Yup, It was done like that so it would scare people and they'd
report verifier failures so that we had good visibility of problems
they were detecting. So, from that perspective they are doing
exactly what they were intended to do.
In reality, the incidence of verifiers detecting corruption is no
different from the long term historical trends of corruptions being
reported. The only difference is that we are catching them
immediately as the come off disk, rather than later on in the code
when we can't tell if the problem is a code bug or an IO error.
So, again, the verifiers are doing exactly what they were intended
> We also don't get a block number or inode number, although you or I can
> dig the inode number out of the hexdump, in this case.
That comes from the higher layer error message. We don't get it from
the verifier simply because the boilerplate code doesn't report it.

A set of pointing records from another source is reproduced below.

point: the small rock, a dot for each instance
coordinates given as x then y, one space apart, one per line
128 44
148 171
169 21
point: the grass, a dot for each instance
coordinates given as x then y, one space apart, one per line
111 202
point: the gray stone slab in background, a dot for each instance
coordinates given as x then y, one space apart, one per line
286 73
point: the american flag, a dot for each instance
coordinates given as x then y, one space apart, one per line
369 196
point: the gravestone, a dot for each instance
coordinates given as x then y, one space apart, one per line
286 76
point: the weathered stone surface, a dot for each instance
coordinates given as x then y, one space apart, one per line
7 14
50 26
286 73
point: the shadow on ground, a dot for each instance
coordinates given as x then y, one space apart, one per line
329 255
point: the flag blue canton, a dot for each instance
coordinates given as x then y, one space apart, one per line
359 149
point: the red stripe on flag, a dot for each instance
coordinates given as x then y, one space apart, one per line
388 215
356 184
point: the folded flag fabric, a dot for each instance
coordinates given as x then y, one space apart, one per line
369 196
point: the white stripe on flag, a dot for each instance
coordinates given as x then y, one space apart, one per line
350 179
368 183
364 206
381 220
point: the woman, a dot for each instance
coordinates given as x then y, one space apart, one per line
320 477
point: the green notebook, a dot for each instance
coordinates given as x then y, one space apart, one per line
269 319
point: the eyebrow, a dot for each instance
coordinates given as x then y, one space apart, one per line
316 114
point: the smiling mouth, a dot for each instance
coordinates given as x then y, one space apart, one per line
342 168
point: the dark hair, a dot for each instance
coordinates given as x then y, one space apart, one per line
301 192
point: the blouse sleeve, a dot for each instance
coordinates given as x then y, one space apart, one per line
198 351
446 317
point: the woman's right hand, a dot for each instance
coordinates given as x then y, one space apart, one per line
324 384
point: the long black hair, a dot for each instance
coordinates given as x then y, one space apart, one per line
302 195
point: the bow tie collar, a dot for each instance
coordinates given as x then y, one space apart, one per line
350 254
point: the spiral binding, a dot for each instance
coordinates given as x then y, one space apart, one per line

> We also don't get any details of what the values in the failed check were;
> not from the check macro itself or from the hexdump, necessarily, since
> it only prints the first handful of bytes.
In most cases, the handful (64) of bytes is more than sufficient -
it is big enough to contain the entire self-describing header for
the object that failed, and that is enough to validate whether the
corruption is a bad metadata block or something internal to the
metadata structure itself. i.e. the hexdump has actually been
carefully sized to balance between scary noise and useful for
That said, we need to do some work on the verifiers - they need to
be converted to use WANT_CORRUPTED_RETURN or a similar new
corruption report. That way we know exactly what verifier test
failed from the line of code it dumped from. A couple of the
verifiers already do this (in the directory code), but the rest need
to be converted across, too. We can easily add a more custom info
to the failure by doing this (e.g. block number, whether it is a
read or write verifier failure, etc); if we do this correctly then
the stack trace that is currently being dumped can go away.
We also need to distinguish between CRC validation errors and object
format validation errors. We need this in userspace for xfs_repair,
and it could replace the custom code in xfs_db that does this, so the
kernel code needs to have it put in place first.
IOWs, there's a bunch of verifier improvements that are in the
works that should help this situation.